Na petição, os advogados da AGU alegaram que “a preocupação” do ministro na reunião de 22 de abril “restringia-se à necessidade de se estabelecer em todos órgãos do Poder Executivo Federal uma revisão geral dos atos normativos infralegais com o intuito de empregar coerência regulatória que enalteça uma maior segurança jurídica no país.

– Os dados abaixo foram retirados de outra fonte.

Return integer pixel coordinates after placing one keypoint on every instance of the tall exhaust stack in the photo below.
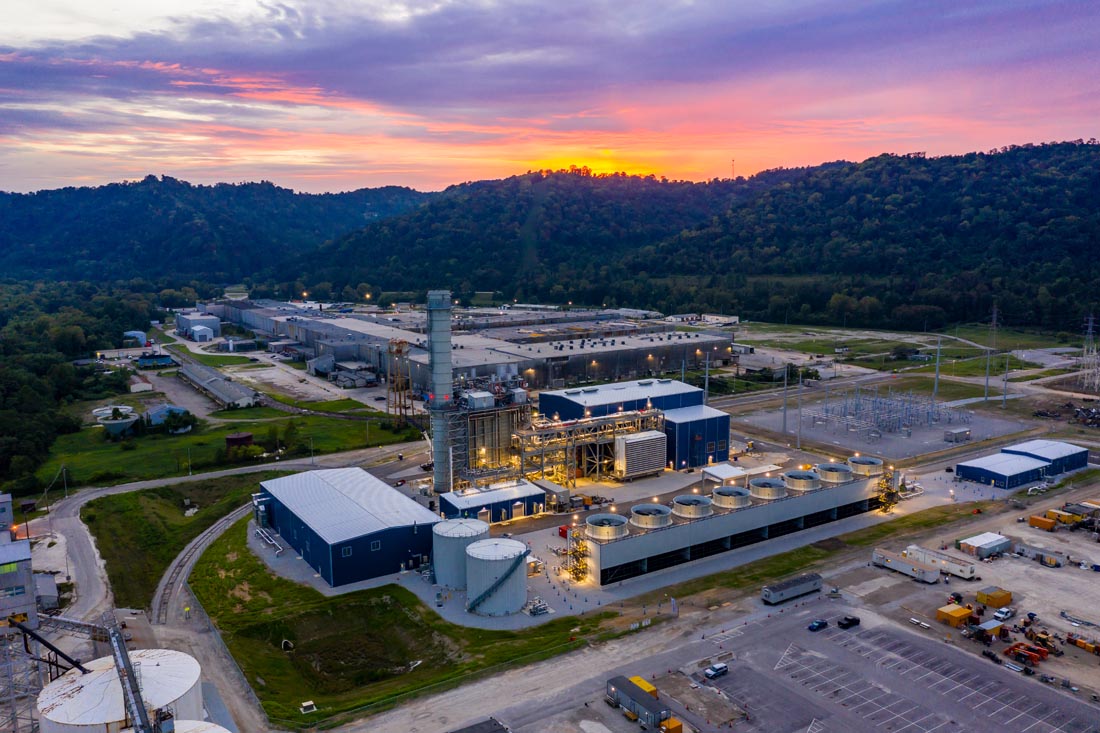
(442, 384)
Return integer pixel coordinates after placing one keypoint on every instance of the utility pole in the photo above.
(935, 384)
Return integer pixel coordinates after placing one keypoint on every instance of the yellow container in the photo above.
(646, 687)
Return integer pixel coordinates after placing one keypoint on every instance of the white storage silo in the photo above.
(487, 561)
(76, 702)
(449, 542)
(865, 465)
(768, 488)
(834, 472)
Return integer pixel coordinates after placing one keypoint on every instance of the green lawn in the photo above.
(91, 459)
(140, 533)
(209, 359)
(976, 367)
(355, 649)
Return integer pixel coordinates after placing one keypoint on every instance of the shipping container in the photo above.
(791, 588)
(1042, 523)
(906, 566)
(960, 567)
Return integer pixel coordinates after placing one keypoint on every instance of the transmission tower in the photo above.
(397, 381)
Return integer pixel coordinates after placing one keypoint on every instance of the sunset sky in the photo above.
(338, 95)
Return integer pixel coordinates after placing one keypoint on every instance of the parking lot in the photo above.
(877, 677)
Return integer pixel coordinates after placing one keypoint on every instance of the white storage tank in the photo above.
(487, 560)
(692, 506)
(865, 465)
(730, 498)
(650, 516)
(606, 526)
(768, 488)
(834, 472)
(94, 702)
(802, 480)
(449, 542)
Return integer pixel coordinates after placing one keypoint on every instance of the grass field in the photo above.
(948, 390)
(976, 367)
(355, 649)
(91, 459)
(209, 359)
(140, 533)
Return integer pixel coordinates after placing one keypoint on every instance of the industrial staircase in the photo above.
(516, 564)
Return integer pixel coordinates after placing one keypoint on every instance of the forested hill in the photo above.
(902, 241)
(552, 236)
(168, 228)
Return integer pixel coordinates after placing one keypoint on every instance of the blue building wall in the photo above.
(308, 544)
(1071, 462)
(381, 554)
(366, 560)
(999, 480)
(697, 442)
(501, 511)
(568, 408)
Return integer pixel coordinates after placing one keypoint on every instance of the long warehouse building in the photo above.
(347, 524)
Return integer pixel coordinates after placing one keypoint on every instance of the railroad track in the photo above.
(163, 600)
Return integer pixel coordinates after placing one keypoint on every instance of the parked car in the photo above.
(848, 622)
(715, 670)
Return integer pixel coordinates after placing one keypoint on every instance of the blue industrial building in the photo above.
(347, 524)
(696, 436)
(498, 502)
(1003, 470)
(623, 396)
(1062, 456)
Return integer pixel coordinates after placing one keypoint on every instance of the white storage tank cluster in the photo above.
(487, 560)
(449, 542)
(650, 516)
(865, 465)
(768, 488)
(76, 702)
(834, 472)
(802, 480)
(730, 498)
(606, 526)
(691, 506)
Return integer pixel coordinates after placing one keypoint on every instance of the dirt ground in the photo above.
(1036, 589)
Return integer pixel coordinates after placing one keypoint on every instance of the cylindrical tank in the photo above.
(606, 526)
(191, 726)
(802, 480)
(692, 506)
(834, 472)
(487, 560)
(449, 542)
(865, 465)
(94, 702)
(650, 516)
(768, 488)
(730, 498)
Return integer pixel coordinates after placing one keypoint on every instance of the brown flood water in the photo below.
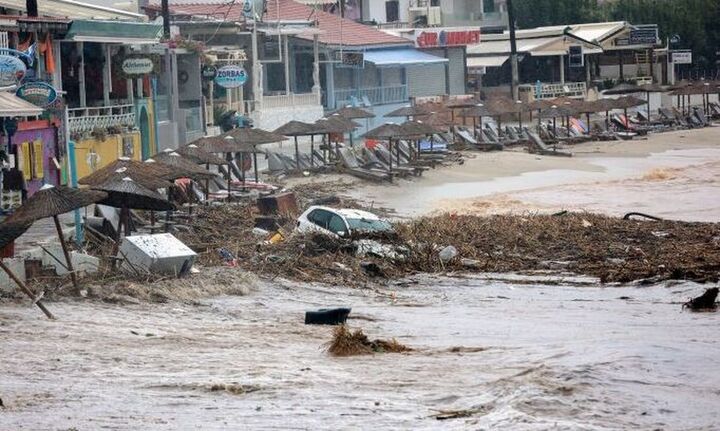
(525, 356)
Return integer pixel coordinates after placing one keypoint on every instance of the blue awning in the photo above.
(401, 57)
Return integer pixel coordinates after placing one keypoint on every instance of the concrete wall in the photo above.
(107, 151)
(167, 135)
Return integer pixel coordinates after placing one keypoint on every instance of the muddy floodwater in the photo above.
(520, 356)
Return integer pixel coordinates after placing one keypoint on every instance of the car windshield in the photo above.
(368, 225)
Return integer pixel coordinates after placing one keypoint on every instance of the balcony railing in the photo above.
(374, 95)
(88, 118)
(289, 100)
(552, 91)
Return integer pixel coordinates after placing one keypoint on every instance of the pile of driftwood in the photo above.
(612, 249)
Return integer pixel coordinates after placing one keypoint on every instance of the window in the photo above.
(31, 154)
(392, 11)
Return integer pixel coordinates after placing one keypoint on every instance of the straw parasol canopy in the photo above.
(126, 193)
(296, 128)
(385, 131)
(353, 113)
(182, 167)
(52, 201)
(199, 155)
(629, 102)
(151, 175)
(418, 128)
(10, 230)
(624, 88)
(409, 111)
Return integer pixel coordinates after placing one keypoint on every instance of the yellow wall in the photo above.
(103, 152)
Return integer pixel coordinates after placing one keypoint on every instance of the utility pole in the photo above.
(165, 10)
(513, 51)
(31, 6)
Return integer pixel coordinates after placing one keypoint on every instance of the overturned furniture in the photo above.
(158, 254)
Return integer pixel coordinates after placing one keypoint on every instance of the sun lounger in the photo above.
(539, 147)
(465, 135)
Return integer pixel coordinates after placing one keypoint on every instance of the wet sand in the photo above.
(609, 177)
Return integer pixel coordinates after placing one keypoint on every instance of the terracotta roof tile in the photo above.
(335, 30)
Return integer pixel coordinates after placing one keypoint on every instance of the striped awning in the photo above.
(13, 106)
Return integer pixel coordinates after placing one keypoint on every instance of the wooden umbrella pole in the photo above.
(297, 155)
(207, 186)
(66, 252)
(26, 290)
(312, 151)
(257, 177)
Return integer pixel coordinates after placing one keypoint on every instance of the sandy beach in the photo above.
(612, 177)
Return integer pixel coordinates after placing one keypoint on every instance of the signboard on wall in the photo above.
(12, 70)
(682, 57)
(575, 56)
(353, 59)
(646, 34)
(432, 38)
(38, 93)
(135, 66)
(231, 76)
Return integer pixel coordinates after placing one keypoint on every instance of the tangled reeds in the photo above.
(352, 343)
(609, 248)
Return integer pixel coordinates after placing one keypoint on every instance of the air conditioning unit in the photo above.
(431, 16)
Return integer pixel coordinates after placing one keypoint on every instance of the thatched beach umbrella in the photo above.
(296, 128)
(415, 129)
(151, 175)
(554, 112)
(9, 232)
(387, 132)
(126, 194)
(52, 201)
(198, 155)
(248, 138)
(503, 106)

Na percepção do ministro, alguns atos normativos infralegais, portanto de competência dos próprios ministérios, poderiam ser inclusive extintos, a depender da orientação técnica consubstanciada em parecer adequado”.

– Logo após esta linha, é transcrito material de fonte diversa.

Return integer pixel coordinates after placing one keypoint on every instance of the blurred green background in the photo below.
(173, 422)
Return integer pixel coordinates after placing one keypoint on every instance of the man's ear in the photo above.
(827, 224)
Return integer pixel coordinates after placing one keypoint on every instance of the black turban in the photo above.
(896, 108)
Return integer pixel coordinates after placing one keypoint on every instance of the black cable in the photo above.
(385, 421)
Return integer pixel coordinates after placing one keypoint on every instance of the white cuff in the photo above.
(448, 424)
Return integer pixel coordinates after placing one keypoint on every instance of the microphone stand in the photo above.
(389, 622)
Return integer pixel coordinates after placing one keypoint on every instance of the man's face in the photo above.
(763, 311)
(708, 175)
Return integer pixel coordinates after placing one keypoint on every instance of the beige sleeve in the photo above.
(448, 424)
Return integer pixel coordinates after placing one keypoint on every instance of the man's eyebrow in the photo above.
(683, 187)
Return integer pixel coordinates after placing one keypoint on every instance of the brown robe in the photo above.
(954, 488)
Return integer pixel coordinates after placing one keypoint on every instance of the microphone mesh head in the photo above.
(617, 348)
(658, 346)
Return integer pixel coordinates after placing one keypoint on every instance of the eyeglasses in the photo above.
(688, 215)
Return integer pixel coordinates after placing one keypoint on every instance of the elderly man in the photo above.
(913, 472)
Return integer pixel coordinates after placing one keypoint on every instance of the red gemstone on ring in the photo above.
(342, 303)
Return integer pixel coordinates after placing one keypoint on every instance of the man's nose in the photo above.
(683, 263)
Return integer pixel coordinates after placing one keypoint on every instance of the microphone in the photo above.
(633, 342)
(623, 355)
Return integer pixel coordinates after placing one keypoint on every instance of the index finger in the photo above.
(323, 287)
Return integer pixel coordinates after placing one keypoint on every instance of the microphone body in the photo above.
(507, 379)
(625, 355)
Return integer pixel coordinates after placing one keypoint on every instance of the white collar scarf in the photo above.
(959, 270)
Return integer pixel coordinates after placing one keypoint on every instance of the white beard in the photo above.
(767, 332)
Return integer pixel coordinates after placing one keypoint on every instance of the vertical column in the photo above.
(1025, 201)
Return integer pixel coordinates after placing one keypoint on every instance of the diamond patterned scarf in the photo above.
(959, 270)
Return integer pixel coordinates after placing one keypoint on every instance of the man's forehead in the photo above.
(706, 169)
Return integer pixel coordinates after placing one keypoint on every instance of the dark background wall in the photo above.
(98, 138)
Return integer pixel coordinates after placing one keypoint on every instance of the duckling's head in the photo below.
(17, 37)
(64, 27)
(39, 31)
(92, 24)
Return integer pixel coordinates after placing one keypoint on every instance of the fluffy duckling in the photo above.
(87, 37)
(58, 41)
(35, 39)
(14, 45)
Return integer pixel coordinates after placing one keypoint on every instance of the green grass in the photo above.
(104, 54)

Salles, via AGU, pediu que o juiz da 3ª Vara Federal Criminal de São Bernardo dirigisse indagações a Astrini para “explicações necessárias e imprescindíveis”. Quis saber se Astrini confirmava a entrevista, o que “ele quis dizer” e outras cinco perguntas.

‘Livre manifestação e circulação de ideias e opiniões divergentes’
O juiz deferiu o pedido e Astrini respondeu, por meio de seu advogado Paulo Eduardo Busse Ferreira Filho. “O que se espera é que o notificante [Ricardo Salles] siga respeitando a livre manifestação e circulação de ideias e opiniões divergentes e até contrárias às representadas por sua política à frente do Ministério do Meio Ambiente, o que é absolutamente legítimo e bem-vindo dentro de um estado democrático de direito”, respondeu o advogado de Astrini.

A defesa explicou que o secretário-executivo do OC “não teve a intenção de ofender a honra” de Salles e que sua manifestação “insere-se sim na cláusula constitucional que garante a liberdade de manifestação de pensamento”, prevista no artigo 5º da Constituição.

“Constitui expressão legítima de uma discordância política, uma crítica pública e democrática sobre os rumos empreendidos pela gestão do notificante [Salles] à frente do Ministério do Meio Ambiente, que para o peticionário [Astrini] são equivocados e perigosos. Na visão do peticionário, a política promovida pelo atual ministro do Meio Ambiente paralisa e desconstrói o sistema nacional de proteção ambiental, razão pela qual vem sendo largamente criticada não apenas pelo peticionário, mas pelos mais diversos expoentes da opinião pública nacional e internacional.”

O advogado de Astrini anexou 25 artigos de opinião “veiculados em relevantes veículos de comunicação independentes nacionais e estrangeiros, contemporâneos à entrevista do peticionário, e que esclarecem e demonstram que não foi apenas o peticionário que entendeu as declarações do notificante [Salles] na reunião do dia 22 de abril de 2020 como um estímulo adicional à sua política de desmonte do sistema nacional de proteção do meio ambiente”.

A defesa mencionou ainda que a “política de desmonte das estruturas nacionais de proteção ambiental” foi “denunciada pela própria Associação Nacional dos Servidores do Meio Ambiente – Ascema”. Além disso, “a preocupação é corroborada por um grupo de procuradores do Ministério Público Federal que promoveu Ação Civil Pública por Ato de Improbidade Administrativa com Pedido de Afastamento do atual ministro do Meio Ambiente. Na ação, os procuradores não cometem crimes contra a honra do Notificante, mas descrevem em detalhes o alcance da política de desconstrução do sistema federal de proteção ambiental promovida sob a gestão do Notificante”.

Procurada, a assessoria do Ministério do Meio Ambiente não havia se manifestado até o fechamento deste texto. O UOL indagou se o ministro peticionou outras interpelações judiciais do gênero contra outras pessoas.

Também indagada a respeito, a AGU não informou se fez outras interpelações do gênero no país. Sobre seu papel na interpelação de Astrini, respondeu: “A Advocacia-Geral da União atua em casos da espécie por força de expressa e literal previsão legal havida no caput do art. 22 da Lei n. 9.028, de 1995 (‘…inclusive promovendo ação penal privada…’). No mais, a AGU não comenta estratégia processual”.